I would have a splint where all the contacts (left by the occlusal paper) were even and then i’d do some yoga for an hour.
Then when i bit on the occlusal paper the contacts changed.
So i drilled the heavy contacts till it was even again.
Then i’d repeat. Again and again. Day after day.
And after awhile i realized i was always drilling on the front of the splint. And the splint was turning into more of a curve with the front being far lower than the back.
Eureka!
I was giving myself a curve of spee again!
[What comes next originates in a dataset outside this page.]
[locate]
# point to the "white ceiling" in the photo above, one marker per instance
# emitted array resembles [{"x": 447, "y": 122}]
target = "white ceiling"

At the same time my skull and body were improving quickly.
Every recovery in my body or complexion was always accompanied by a change in the occlusal contacts.
Which is how i concluded that “you do not change your spine/structure without changing your occlusion. PERIOD!!!!”
Some parting thoughts
This shit is like an onion.
You watch a bunch of videos on Mewing or about TMJ and you are at the outermost layer. ie. you don’t actually understand jack shit still.
You do reseach for some months, visit a TMJ dentist or two, and you peeled back another layer. And have a deeper understanding.
When you keep peeling layer after layer you start getting to the shit that I talk about above. The shit that most TMJ dentists do not even understand.
The stuff that I probably wouldn’t understand if i didnt have exposure to a guy like Marcello who understood more about dentistry than 99% of dentists. Because he applied an engineering mind into truly understanding all of this stuff at a first principles level.
And hopefully you will realize that even though my answer to how to solve this shit is simple (ie. add vertical + unlock occlusion)…
…my understanding for how it works has a depth that will take you years to come close to.
And i paid for that depth with blood, sweat and tears. And nearly a decade of my life.